Use system.query.history and warehouse monitoring to watch latency, queue time, and concurrency. Tracking queue time tells you when to raise the max-clusters bound rather than oversizing a single warehouse permanently.

Cost Optimisation

Decoupled compute means you pay only for query time: set short auto-stop windows and let warehouses autoscale down to zero or one cluster off-peak. Because storage is cheap object storage, you avoid paying warehouse-grade prices to retain large historical datasets.

Security and Governance

Unity Catalog provides warehouse-equivalent controls, grants, row filters, and column masks, plus lineage across non-BI workloads. Centralized governance avoids the per-tool permission drift common when BI and data science use separate systems.

Common Pitfalls and Recommended Patterns

  • Lift-and-shift of stored procedures: refactor heavy procedural logic into SQL or notebooks rather than porting it verbatim.
  • One giant always-on warehouse: split workloads into isolated warehouses to protect BI latency.
  • Ignoring file layout: run OPTIMIZE and clustering so SQL performance rivals the old warehouse.
  • Recreating data marts as separate copies: model them as Gold schemas on the same tables.
  • Forgetting non-BI value: leverage the same data for ML to justify consolidation.

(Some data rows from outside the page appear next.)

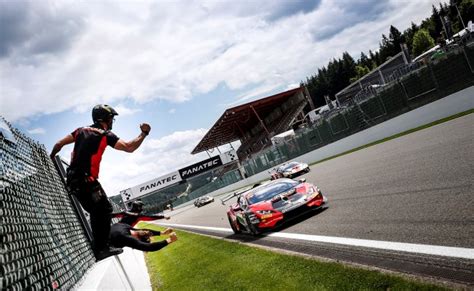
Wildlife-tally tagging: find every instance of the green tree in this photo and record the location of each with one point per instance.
(422, 41)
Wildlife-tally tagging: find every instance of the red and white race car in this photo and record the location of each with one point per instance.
(267, 206)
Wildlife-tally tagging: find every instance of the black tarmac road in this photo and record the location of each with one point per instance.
(416, 189)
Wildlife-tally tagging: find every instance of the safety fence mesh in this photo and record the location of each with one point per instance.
(406, 87)
(420, 84)
(43, 244)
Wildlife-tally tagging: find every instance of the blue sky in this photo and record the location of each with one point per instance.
(174, 64)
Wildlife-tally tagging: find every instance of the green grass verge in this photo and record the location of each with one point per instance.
(399, 135)
(197, 262)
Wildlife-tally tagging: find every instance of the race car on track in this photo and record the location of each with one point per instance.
(201, 201)
(269, 205)
(289, 170)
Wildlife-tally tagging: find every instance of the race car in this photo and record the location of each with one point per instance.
(267, 206)
(290, 170)
(201, 201)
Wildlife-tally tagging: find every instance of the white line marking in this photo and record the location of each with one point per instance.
(455, 252)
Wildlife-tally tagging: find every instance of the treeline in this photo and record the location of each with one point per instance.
(341, 72)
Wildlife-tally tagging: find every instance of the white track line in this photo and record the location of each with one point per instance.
(455, 252)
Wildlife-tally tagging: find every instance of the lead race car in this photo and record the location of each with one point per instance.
(267, 206)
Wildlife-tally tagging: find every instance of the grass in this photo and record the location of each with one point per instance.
(197, 262)
(399, 135)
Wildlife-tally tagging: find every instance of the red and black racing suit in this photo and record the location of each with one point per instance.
(89, 145)
(120, 236)
(132, 218)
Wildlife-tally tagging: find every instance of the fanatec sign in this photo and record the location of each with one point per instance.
(200, 167)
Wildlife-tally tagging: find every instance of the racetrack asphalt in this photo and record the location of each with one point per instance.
(415, 189)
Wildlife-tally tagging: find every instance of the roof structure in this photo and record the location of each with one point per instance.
(236, 122)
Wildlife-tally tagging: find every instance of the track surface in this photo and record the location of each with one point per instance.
(415, 189)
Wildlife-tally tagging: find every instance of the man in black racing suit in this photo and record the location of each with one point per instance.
(89, 145)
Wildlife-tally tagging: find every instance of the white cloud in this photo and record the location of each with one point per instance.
(176, 50)
(38, 130)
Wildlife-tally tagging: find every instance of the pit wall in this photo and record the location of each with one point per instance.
(43, 246)
(455, 103)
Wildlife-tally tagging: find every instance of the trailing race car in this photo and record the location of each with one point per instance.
(201, 201)
(267, 206)
(290, 170)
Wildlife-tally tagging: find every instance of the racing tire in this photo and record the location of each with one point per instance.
(254, 230)
(234, 229)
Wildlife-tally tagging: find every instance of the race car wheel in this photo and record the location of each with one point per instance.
(234, 229)
(252, 228)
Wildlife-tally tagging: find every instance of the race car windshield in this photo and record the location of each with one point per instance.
(270, 191)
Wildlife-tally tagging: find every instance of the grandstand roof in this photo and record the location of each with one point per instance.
(237, 120)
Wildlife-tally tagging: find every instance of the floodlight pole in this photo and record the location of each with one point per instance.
(261, 121)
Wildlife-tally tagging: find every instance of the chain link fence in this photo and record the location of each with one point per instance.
(410, 86)
(43, 244)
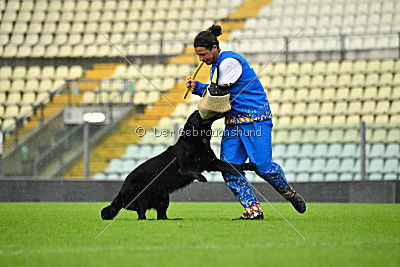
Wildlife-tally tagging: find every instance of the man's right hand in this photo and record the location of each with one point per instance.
(190, 83)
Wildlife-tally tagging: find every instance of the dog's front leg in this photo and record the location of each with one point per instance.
(162, 208)
(219, 165)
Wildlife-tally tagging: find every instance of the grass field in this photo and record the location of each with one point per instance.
(62, 234)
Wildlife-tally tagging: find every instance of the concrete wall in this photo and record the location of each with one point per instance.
(79, 190)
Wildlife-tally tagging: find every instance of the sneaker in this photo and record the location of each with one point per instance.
(252, 213)
(298, 203)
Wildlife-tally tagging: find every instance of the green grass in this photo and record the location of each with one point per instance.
(62, 234)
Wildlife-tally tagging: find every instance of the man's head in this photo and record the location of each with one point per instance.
(206, 44)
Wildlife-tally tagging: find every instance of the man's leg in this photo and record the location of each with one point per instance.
(257, 143)
(232, 150)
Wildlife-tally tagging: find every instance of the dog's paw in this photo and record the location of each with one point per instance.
(201, 178)
(249, 166)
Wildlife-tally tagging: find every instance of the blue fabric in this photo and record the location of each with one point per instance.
(252, 141)
(248, 99)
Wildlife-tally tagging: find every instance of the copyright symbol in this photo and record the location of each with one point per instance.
(140, 131)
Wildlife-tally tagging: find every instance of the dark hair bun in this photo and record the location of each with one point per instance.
(215, 30)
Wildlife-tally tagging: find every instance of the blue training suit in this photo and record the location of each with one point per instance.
(248, 133)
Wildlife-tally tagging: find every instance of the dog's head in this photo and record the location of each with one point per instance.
(108, 213)
(196, 127)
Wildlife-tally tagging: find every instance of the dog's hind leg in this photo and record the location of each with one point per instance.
(219, 165)
(142, 207)
(162, 207)
(196, 175)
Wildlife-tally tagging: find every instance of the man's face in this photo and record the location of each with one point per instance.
(208, 56)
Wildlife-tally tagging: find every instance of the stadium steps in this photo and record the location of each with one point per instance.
(236, 20)
(115, 145)
(99, 71)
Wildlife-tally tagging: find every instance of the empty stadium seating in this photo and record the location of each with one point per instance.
(69, 28)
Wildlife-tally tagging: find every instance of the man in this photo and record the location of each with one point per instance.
(250, 113)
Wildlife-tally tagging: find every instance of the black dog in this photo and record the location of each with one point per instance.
(149, 185)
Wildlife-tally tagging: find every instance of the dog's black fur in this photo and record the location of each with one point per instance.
(176, 168)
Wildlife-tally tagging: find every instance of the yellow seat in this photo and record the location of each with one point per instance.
(304, 81)
(354, 107)
(372, 79)
(368, 107)
(327, 108)
(315, 94)
(356, 93)
(342, 93)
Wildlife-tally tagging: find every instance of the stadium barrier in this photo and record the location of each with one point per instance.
(24, 189)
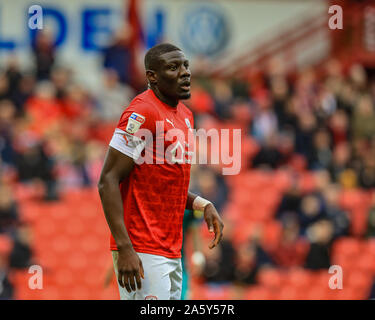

Frequently Asked Questions

Is Databricks faster than a traditional warehouse?

For many workloads, Photon-accelerated SQL Warehouses are competitive with or faster than classic warehouses on equivalent data, especially scan-heavy queries, while also handling workloads a warehouse cannot.

Can my BI tools connect to Databricks?

Yes. SQL Warehouses expose standard JDBC/ODBC endpoints, so tools like Power BI, Tableau, and Looker connect the same way they connect to a warehouse.

Do I lose SQL features by moving off a warehouse?

No. Databricks SQL supports rich ANSI SQL, views, functions, and constraints; you mainly rethink proprietary procedural extensions.

Is the lakehouse cheaper than a warehouse?

Often, because storage is inexpensive object storage and compute scales to zero when idle. Actual savings depend on workload patterns and how aggressively you autoscale and auto-stop.